Catalan architect Adrian Elizalde has recently refurbished this apartment in Barcelona’s central Eixample district. Originally, the apartment presented a decayed and dark image due to the excessive subdivided rooms. The patio is very narrow and it scarcely receives light. Except for the two rooms next to the main facade, the apartment was barely illuminated by natural light.
The main objective has been to achieve the maximum use of natural light in the apartment. Elizalde simplified the distribution to obtain large and opened spaces that multiplied light. The outcome is a linear succession of three big spaces of different proportions associated with the structure of load-bearing walls. Each space has a specific use with its own identity (living room/kitchen-dining room/bedroom) and the openings between them allow them greater freedom of relationship.
The only partitions that are not demolished are those in the hallway, which generate the servant spaces for the apartment annexed to the patio. They are located between the day spaces and the night space in order to give more privacy.
The structures of the building are load-bearing walls parallel to the façade with few openings that darkened the rest of the apartment. The design team realized a big opening in one of the intermediate bearing walls taking advantage of two existing doors, in order to improve light and spatial flow.
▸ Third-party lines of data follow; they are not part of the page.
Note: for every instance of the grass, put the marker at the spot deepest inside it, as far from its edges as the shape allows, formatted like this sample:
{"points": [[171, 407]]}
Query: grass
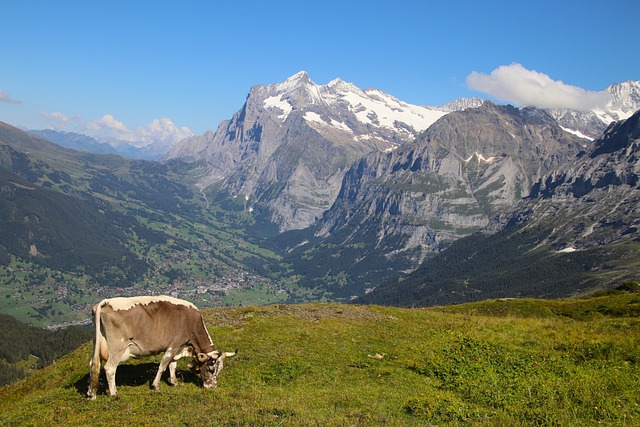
{"points": [[499, 363]]}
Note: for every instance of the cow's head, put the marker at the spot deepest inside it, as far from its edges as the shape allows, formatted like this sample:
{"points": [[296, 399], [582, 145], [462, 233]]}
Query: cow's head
{"points": [[210, 365]]}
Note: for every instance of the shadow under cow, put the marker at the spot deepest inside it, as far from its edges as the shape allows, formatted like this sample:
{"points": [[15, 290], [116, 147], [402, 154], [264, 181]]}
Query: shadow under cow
{"points": [[135, 376]]}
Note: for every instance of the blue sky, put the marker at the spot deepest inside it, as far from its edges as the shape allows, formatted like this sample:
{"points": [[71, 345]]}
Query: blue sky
{"points": [[79, 65]]}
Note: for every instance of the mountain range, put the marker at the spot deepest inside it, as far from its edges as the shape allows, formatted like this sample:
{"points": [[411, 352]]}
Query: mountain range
{"points": [[348, 193], [577, 231]]}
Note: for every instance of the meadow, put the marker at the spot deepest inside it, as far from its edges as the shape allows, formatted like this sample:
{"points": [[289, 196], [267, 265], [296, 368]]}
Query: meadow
{"points": [[494, 363]]}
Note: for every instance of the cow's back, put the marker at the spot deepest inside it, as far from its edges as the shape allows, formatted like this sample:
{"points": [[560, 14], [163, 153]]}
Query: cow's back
{"points": [[149, 325]]}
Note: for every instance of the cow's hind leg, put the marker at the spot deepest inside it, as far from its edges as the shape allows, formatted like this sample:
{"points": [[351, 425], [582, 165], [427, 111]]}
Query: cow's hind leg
{"points": [[110, 372], [167, 359]]}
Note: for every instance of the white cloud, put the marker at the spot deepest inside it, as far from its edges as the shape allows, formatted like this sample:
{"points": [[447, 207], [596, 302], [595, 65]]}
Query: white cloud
{"points": [[514, 83], [57, 120], [160, 131], [4, 97]]}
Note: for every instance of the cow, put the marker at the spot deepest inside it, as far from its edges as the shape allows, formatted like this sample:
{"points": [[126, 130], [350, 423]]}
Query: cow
{"points": [[148, 325]]}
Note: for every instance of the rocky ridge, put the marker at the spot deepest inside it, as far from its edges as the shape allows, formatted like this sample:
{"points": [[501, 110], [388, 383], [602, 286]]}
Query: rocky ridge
{"points": [[398, 208], [290, 145]]}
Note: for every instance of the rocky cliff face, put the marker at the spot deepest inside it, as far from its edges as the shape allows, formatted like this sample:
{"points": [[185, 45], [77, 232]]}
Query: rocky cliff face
{"points": [[594, 200], [577, 232], [467, 167], [290, 145]]}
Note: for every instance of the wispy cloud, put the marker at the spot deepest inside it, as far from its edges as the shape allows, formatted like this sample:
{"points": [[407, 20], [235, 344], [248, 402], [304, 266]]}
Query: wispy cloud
{"points": [[162, 131], [108, 128], [4, 97], [57, 120], [514, 83]]}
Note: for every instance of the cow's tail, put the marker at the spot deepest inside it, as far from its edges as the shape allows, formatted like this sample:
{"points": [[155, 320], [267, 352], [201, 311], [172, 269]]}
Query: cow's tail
{"points": [[94, 364]]}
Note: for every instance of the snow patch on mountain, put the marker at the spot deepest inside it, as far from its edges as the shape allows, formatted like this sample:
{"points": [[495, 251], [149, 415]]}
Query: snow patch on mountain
{"points": [[371, 108]]}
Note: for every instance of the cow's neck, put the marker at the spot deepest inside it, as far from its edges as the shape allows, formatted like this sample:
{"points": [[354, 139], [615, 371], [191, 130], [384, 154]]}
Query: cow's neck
{"points": [[202, 340]]}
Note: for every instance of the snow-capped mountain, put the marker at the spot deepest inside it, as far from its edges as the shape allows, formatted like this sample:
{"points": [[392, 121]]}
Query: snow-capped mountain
{"points": [[290, 145], [624, 101]]}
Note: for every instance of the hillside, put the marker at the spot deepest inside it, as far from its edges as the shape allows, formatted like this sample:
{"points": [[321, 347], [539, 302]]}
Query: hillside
{"points": [[517, 362], [24, 348], [578, 230], [76, 226]]}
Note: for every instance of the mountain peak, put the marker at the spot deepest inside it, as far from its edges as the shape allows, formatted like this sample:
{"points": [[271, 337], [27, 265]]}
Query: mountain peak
{"points": [[300, 78]]}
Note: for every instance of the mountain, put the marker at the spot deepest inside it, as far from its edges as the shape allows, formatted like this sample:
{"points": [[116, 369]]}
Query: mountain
{"points": [[578, 230], [76, 226], [287, 150], [75, 141], [624, 101], [132, 150], [395, 209]]}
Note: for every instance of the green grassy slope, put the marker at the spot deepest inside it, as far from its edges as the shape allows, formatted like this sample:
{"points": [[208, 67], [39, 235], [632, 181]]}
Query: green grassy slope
{"points": [[501, 363]]}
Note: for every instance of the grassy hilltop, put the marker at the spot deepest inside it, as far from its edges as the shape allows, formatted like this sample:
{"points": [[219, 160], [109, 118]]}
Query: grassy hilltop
{"points": [[495, 363]]}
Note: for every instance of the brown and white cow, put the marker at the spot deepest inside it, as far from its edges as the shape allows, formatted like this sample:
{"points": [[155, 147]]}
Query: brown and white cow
{"points": [[148, 325]]}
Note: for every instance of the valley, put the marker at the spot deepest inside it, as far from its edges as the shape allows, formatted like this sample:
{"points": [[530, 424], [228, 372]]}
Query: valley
{"points": [[325, 193]]}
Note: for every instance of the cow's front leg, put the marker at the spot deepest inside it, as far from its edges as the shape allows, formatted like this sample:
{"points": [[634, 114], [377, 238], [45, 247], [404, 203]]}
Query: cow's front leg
{"points": [[172, 373], [110, 372], [166, 360]]}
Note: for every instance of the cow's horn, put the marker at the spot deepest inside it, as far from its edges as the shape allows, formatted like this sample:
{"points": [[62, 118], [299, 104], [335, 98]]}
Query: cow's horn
{"points": [[229, 354]]}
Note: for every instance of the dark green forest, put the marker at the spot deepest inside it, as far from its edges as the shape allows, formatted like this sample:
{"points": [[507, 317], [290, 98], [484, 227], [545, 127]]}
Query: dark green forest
{"points": [[18, 341]]}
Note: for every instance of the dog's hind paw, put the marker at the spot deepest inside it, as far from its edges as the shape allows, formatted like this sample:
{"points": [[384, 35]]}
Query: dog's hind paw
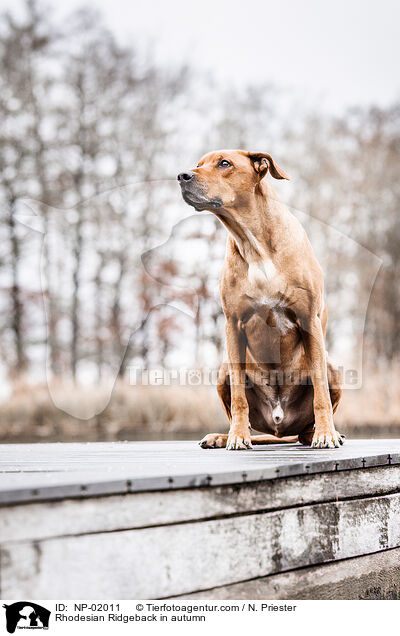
{"points": [[238, 442], [327, 440], [214, 440]]}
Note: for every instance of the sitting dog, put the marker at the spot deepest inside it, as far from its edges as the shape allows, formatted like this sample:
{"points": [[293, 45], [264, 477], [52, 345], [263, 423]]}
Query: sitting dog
{"points": [[277, 377]]}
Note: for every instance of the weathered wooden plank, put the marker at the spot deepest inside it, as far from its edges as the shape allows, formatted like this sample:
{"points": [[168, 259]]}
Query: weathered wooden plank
{"points": [[179, 559], [374, 576], [32, 472], [37, 521]]}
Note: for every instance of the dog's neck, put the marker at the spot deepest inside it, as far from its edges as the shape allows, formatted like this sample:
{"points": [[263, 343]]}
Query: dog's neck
{"points": [[254, 234]]}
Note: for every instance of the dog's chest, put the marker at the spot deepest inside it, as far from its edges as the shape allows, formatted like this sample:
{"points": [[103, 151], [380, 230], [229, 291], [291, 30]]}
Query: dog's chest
{"points": [[264, 291]]}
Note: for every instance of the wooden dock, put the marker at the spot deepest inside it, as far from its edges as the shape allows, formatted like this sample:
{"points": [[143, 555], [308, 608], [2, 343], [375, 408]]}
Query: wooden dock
{"points": [[168, 519]]}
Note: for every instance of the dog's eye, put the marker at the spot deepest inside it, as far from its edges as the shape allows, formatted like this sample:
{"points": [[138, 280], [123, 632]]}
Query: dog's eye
{"points": [[224, 163]]}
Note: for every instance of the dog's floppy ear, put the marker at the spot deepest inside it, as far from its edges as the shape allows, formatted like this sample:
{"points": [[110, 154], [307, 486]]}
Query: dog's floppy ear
{"points": [[262, 162]]}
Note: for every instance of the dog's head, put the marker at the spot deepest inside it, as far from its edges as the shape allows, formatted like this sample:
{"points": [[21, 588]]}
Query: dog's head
{"points": [[224, 179]]}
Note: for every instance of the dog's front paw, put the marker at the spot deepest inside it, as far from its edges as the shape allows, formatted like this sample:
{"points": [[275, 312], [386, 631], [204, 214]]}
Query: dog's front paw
{"points": [[237, 441], [214, 440], [333, 439]]}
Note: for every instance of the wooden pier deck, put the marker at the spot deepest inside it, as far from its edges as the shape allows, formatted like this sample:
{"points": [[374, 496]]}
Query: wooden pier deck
{"points": [[168, 519]]}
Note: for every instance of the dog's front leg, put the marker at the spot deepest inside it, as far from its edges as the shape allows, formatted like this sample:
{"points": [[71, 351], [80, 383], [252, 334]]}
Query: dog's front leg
{"points": [[239, 431], [325, 435]]}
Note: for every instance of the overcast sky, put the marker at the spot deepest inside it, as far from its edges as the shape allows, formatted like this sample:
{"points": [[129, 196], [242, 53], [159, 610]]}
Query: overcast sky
{"points": [[338, 52]]}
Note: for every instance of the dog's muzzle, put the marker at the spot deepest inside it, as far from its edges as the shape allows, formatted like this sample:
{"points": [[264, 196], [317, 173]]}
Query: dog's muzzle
{"points": [[194, 195]]}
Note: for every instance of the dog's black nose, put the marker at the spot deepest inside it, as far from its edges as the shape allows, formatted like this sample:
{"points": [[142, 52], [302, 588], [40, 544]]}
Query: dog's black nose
{"points": [[185, 176]]}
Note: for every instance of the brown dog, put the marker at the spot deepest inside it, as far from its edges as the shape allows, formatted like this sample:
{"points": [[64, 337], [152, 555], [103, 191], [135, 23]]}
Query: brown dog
{"points": [[277, 377]]}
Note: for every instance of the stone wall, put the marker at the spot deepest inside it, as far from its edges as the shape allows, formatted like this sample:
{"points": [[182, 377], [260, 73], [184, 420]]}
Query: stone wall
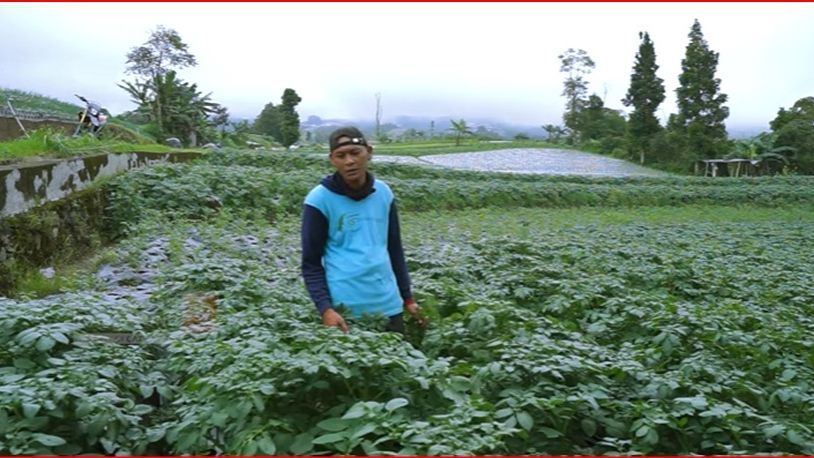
{"points": [[52, 233]]}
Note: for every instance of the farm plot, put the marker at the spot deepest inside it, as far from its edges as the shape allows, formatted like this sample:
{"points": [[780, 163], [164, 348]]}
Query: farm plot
{"points": [[660, 330]]}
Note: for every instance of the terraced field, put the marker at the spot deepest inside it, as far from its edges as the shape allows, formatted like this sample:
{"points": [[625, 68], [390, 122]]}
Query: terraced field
{"points": [[569, 315]]}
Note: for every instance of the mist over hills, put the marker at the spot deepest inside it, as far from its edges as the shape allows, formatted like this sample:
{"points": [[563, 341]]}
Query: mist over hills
{"points": [[397, 126]]}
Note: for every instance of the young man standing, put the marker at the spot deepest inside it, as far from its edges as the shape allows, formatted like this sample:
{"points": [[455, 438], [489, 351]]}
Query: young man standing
{"points": [[351, 240]]}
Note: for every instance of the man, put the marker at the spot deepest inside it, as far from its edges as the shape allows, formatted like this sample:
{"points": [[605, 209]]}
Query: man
{"points": [[351, 240]]}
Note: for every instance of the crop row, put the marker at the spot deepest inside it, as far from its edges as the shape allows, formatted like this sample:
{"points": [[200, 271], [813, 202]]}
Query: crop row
{"points": [[582, 340]]}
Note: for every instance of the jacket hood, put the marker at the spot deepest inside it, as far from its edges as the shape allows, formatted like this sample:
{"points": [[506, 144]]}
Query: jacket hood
{"points": [[336, 184]]}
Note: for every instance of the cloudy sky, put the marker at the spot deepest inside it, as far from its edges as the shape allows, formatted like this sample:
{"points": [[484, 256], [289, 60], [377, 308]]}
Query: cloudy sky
{"points": [[473, 60]]}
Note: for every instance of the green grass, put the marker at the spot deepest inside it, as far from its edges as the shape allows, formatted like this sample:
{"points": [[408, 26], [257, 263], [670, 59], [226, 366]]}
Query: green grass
{"points": [[47, 143], [22, 100], [441, 146], [525, 222]]}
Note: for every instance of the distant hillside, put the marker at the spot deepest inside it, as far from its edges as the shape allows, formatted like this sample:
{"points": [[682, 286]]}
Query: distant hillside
{"points": [[30, 101], [439, 125]]}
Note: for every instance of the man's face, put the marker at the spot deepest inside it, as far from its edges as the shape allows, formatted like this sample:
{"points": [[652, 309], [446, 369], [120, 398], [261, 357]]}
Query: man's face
{"points": [[351, 161]]}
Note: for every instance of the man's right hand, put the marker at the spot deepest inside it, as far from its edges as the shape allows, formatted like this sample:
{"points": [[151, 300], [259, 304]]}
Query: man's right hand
{"points": [[333, 319]]}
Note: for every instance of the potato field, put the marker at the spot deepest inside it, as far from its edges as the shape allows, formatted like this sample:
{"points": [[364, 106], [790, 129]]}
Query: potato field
{"points": [[568, 315]]}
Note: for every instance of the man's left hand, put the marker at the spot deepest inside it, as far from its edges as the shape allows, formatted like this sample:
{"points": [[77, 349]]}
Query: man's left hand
{"points": [[414, 309]]}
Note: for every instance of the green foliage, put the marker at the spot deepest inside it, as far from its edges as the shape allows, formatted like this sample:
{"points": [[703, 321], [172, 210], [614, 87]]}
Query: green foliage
{"points": [[701, 110], [173, 106], [51, 143], [803, 109], [794, 133], [555, 133], [178, 108], [799, 136], [460, 129], [577, 64], [268, 121], [280, 122], [289, 119], [30, 101], [162, 52], [279, 183], [644, 336], [645, 94], [600, 123]]}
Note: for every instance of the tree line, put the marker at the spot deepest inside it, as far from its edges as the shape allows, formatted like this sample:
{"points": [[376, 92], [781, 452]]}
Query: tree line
{"points": [[168, 106], [697, 131]]}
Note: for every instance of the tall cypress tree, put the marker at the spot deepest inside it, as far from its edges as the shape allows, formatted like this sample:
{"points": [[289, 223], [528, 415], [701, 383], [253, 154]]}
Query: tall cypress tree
{"points": [[645, 94], [701, 110], [289, 119]]}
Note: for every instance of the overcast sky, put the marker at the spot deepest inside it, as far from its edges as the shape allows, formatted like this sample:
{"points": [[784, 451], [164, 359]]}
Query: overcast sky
{"points": [[426, 59]]}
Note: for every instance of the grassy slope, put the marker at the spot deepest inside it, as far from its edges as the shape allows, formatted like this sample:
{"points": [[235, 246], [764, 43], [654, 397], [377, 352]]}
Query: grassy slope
{"points": [[22, 100], [440, 146]]}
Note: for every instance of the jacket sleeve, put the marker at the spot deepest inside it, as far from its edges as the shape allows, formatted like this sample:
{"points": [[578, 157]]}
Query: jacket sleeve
{"points": [[396, 251], [314, 235]]}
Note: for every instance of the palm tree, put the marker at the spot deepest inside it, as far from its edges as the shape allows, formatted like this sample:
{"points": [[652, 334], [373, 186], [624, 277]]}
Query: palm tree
{"points": [[460, 129]]}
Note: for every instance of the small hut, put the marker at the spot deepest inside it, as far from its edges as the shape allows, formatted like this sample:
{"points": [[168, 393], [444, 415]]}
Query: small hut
{"points": [[728, 167]]}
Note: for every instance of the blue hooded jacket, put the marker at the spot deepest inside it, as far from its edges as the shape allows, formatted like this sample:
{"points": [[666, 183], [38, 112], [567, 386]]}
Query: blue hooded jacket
{"points": [[351, 248]]}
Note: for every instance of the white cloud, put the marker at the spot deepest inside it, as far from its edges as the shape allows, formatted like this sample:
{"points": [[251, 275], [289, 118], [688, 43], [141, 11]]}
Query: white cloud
{"points": [[458, 59]]}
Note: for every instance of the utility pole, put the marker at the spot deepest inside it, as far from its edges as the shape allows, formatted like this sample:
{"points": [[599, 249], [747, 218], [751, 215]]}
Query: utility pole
{"points": [[378, 115]]}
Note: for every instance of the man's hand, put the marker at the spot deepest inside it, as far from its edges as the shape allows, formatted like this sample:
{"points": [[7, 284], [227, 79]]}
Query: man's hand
{"points": [[333, 319], [415, 310]]}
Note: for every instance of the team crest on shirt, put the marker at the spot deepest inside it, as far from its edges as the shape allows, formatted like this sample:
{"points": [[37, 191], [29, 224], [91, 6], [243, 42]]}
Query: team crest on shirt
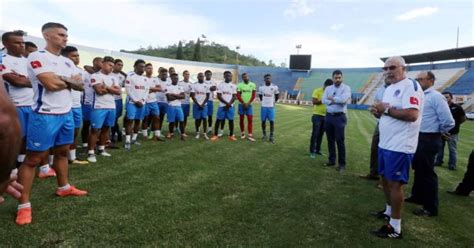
{"points": [[397, 92]]}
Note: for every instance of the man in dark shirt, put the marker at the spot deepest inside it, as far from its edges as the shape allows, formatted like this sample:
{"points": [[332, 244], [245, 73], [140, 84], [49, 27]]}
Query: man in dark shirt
{"points": [[459, 117]]}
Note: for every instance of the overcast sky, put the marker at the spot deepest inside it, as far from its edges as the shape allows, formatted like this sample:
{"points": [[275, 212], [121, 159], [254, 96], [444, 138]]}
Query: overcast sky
{"points": [[345, 33]]}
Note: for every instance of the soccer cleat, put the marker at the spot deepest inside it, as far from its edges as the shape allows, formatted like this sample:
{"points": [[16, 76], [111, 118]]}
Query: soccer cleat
{"points": [[79, 162], [50, 173], [92, 158], [380, 215], [387, 232], [105, 154], [72, 191], [23, 216]]}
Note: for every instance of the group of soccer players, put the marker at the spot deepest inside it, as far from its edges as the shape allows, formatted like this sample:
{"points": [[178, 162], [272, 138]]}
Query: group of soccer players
{"points": [[54, 98]]}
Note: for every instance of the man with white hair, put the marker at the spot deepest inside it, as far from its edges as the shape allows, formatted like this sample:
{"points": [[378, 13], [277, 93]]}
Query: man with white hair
{"points": [[399, 125]]}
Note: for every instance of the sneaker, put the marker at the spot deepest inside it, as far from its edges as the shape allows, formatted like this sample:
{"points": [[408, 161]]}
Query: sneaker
{"points": [[79, 162], [380, 215], [105, 154], [72, 191], [50, 173], [92, 158], [387, 232], [23, 216]]}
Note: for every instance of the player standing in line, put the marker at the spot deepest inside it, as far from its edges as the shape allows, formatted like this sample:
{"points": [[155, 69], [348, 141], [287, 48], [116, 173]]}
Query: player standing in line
{"points": [[246, 93], [51, 123], [174, 94], [200, 94], [103, 113], [71, 53], [226, 93], [268, 95], [137, 88], [185, 103]]}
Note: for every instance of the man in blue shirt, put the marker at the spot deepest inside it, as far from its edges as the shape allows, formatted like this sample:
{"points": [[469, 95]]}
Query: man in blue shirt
{"points": [[436, 122], [336, 98]]}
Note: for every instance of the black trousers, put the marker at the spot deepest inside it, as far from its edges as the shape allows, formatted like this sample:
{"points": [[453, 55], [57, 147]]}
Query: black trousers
{"points": [[467, 184], [425, 184]]}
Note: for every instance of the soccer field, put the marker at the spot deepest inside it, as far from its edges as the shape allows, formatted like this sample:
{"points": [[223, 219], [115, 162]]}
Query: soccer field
{"points": [[200, 193]]}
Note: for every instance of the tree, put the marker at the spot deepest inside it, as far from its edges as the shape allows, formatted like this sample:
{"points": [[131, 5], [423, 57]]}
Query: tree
{"points": [[197, 51], [179, 52]]}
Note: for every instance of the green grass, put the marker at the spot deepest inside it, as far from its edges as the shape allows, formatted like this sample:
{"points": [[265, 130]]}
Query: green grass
{"points": [[198, 193]]}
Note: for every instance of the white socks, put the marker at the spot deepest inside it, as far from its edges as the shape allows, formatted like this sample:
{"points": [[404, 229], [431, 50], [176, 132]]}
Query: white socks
{"points": [[396, 224]]}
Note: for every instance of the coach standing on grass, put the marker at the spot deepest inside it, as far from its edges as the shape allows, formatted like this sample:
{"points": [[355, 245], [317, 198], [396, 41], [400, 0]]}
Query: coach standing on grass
{"points": [[336, 98], [436, 122], [399, 124]]}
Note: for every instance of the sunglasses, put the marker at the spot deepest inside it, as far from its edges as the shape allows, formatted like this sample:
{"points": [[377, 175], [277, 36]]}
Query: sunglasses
{"points": [[392, 67]]}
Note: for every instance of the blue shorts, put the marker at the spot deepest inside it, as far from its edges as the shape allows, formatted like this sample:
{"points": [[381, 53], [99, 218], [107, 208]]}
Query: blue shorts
{"points": [[223, 114], [152, 109], [199, 113], [24, 114], [394, 166], [77, 116], [118, 108], [175, 114], [102, 117], [86, 112], [163, 107], [267, 113], [248, 111], [186, 108], [210, 107], [46, 131], [134, 112]]}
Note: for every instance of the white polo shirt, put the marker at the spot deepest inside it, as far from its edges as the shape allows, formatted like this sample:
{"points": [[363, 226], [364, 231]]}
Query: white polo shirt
{"points": [[397, 135], [268, 95], [200, 90], [106, 101], [21, 96], [49, 102], [227, 90]]}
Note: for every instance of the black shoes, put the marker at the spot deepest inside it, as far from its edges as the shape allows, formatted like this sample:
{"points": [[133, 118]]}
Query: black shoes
{"points": [[387, 232]]}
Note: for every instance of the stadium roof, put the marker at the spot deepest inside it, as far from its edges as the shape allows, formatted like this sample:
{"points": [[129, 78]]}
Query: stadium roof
{"points": [[450, 54]]}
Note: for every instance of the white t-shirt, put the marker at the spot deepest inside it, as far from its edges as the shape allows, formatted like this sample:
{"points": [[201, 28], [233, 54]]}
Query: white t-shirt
{"points": [[268, 95], [160, 96], [187, 87], [397, 135], [174, 89], [121, 82], [153, 82], [200, 90], [77, 95], [21, 96], [49, 102], [106, 101], [227, 90], [137, 87]]}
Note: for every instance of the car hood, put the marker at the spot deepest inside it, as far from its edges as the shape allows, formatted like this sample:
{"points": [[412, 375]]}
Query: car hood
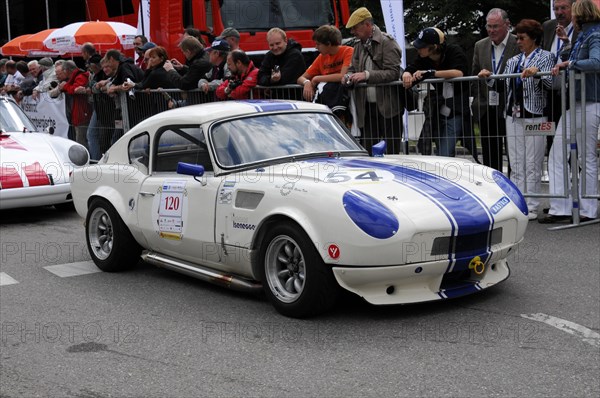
{"points": [[409, 190], [28, 159]]}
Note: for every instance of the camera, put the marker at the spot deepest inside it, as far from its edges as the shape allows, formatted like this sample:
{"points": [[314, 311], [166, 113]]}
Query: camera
{"points": [[233, 84], [131, 92], [347, 81]]}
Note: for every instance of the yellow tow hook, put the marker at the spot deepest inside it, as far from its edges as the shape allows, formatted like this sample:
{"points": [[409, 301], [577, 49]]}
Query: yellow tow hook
{"points": [[477, 265]]}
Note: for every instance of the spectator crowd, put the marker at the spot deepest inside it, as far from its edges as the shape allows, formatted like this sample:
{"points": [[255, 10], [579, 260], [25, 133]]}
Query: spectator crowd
{"points": [[501, 109]]}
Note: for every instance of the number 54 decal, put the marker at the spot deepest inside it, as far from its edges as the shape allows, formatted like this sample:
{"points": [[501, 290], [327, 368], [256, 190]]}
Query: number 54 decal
{"points": [[358, 176]]}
The old joineries, ceiling mouldings and traditional elements found in the apartment have been restored. At the same time the new materials such as the metallic beams used for the openings of the walls are exposed to emphasize the previous distribution. Both, traditional and technical materials are painted in white, which improved natural light and gave the apartment an homogeneous and timeless atmosphere.
The natural wooden oak floor introduces texture and warmth, acting as a continuous carpet that unifies the spaces and punctually rises to build the furniture.